Vous comprendrez que ma déconfiture était considérable.  La situation ne pouvait pas être plus claire: la fille avait séduit ce gros con de Blatter, elle l'avait enchanté par la qualité de ses dissertations sur Jane Eyre ou sur Wuthering Heights, elle l'avait ensorcelé tout comme elle l'avait fait avec moi, et voici que nous nous retrouvions, Blatter et bibi, comme la face A et la face B d'un 45 tours de Julio Iglesias, le yin et yang d'un sinistre symphonique que mère et fille avaient orchestré de façon frauduleuse et en parfaite complicité.

Je voulais arracher la tête de Bruno Blatter.

Et voici que la fille, affalée dans sa chaise longue, y allait de très lancinantes rotations digitales autour de son nombril.  Je devenais positivement fou.  Je me tournai vers la mère: sans un regard pour personne, elle fit passer le t-shirt par-dessus sa tête, fit glisser le jeans sur ses cuisses platinées puis se dirigea sans rien dire en direction du tremplin.  Elle piqua une tête dans la piscine et en ressortit aussitôt.  La raie de ses fesses et la couronne de ses seins étaient outrageusement visibles à travers le tissu mouillé de ses sous-vêtements, mais elle ne semblait plus se soucier de nous; en fait, c'est comme si le monde entier avait soudain cessé d'exister à ses yeux.  Elle marcha à nouveau en direction du tremplin, replongea, ressortit de la piscine, y plongea à nouveau, et ainsi de suite; elle plongeait et replongeait sans discontinuer, comme si elle était en proie à une crise de somnambulisme aigu.

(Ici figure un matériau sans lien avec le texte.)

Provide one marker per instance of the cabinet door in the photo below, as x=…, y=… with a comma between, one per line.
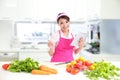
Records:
x=38, y=56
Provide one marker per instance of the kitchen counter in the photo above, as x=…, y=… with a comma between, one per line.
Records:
x=62, y=74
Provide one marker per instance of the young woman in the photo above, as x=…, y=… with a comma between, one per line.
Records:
x=60, y=48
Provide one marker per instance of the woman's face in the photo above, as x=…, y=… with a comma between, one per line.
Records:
x=64, y=24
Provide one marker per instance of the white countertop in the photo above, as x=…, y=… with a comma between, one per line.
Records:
x=62, y=74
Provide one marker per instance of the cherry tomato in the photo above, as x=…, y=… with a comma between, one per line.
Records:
x=75, y=71
x=5, y=66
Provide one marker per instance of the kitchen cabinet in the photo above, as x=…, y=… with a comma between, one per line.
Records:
x=34, y=54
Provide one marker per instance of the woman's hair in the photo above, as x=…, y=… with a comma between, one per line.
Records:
x=63, y=15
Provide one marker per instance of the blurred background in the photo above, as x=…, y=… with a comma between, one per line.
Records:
x=25, y=26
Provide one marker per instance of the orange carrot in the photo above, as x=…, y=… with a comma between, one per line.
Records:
x=40, y=72
x=48, y=69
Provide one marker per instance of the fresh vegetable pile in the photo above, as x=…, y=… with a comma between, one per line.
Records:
x=78, y=65
x=103, y=69
x=26, y=65
x=30, y=66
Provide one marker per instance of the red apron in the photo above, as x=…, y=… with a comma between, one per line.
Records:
x=63, y=51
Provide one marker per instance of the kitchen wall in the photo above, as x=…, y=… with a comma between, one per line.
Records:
x=110, y=26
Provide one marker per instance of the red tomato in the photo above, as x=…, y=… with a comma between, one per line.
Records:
x=5, y=66
x=68, y=69
x=75, y=71
x=78, y=65
x=88, y=63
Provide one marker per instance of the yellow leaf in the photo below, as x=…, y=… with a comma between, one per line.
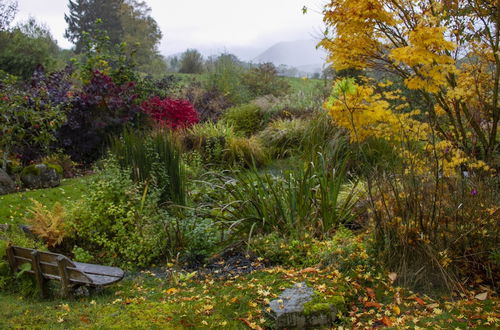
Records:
x=172, y=291
x=482, y=296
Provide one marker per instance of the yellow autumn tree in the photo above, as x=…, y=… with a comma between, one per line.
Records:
x=445, y=50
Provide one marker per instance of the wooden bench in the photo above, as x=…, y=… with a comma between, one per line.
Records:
x=53, y=266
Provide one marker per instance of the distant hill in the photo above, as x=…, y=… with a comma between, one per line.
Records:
x=300, y=54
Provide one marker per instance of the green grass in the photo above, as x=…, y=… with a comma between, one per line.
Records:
x=147, y=301
x=307, y=86
x=14, y=207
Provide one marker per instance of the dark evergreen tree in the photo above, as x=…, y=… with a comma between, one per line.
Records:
x=84, y=16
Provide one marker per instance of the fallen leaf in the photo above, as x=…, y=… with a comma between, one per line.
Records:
x=386, y=321
x=419, y=301
x=250, y=324
x=371, y=293
x=84, y=319
x=308, y=270
x=369, y=304
x=171, y=291
x=482, y=296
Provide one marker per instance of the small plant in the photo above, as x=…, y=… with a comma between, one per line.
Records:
x=283, y=136
x=263, y=80
x=209, y=139
x=63, y=161
x=305, y=201
x=170, y=113
x=49, y=225
x=246, y=119
x=246, y=152
x=118, y=221
x=153, y=159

C'est à peu près à ce moment que je perdis le contrôle de mon système nerveux.

Je marchai en direction de Blatter qui persistait à sourire comme un crapet:

Je dis: Retire ton noeud papillon.

Blatter dit: Quoi?  Tu veux l'essayer, héhé?

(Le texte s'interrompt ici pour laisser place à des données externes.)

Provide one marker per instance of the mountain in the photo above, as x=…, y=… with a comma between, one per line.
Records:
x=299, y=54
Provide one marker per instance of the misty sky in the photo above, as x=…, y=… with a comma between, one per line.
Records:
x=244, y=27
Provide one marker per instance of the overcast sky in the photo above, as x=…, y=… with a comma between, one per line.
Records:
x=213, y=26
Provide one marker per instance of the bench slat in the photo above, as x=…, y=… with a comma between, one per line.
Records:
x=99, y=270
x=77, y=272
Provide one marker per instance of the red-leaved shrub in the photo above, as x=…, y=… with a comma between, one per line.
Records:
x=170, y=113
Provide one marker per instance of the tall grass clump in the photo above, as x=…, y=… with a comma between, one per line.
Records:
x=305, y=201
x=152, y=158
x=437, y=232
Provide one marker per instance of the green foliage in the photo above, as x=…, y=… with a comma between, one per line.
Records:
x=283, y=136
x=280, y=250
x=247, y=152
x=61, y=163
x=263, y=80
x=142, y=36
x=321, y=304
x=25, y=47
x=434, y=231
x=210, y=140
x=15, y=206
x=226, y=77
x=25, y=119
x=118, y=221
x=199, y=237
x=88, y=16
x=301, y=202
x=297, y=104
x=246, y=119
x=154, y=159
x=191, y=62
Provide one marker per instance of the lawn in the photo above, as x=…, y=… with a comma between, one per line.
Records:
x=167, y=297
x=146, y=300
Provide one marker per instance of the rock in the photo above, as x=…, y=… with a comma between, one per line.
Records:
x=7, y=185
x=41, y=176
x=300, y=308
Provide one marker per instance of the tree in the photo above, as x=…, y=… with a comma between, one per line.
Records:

Je dis: Retire ce noeud papillon sinon je te tue.

La suite n'est pas très claire.  Je crois que la fille a hurlé quelque chose, du verre a éclaté, mais de très loin.  Blatter et moi étions engagés dans une espèce de sumo maladroit, dérivant dans les plants de tomates du jardin.  Je sentais mon visage se liquéfier sous sa poigne, les petits vers blancs de ses doigts se tortillant entre mon crâne et mes oreilles, et en le saisissant aux épaules, j'avais l'impression écoeurante de plonger les mains dans un bol de gruau refroidi.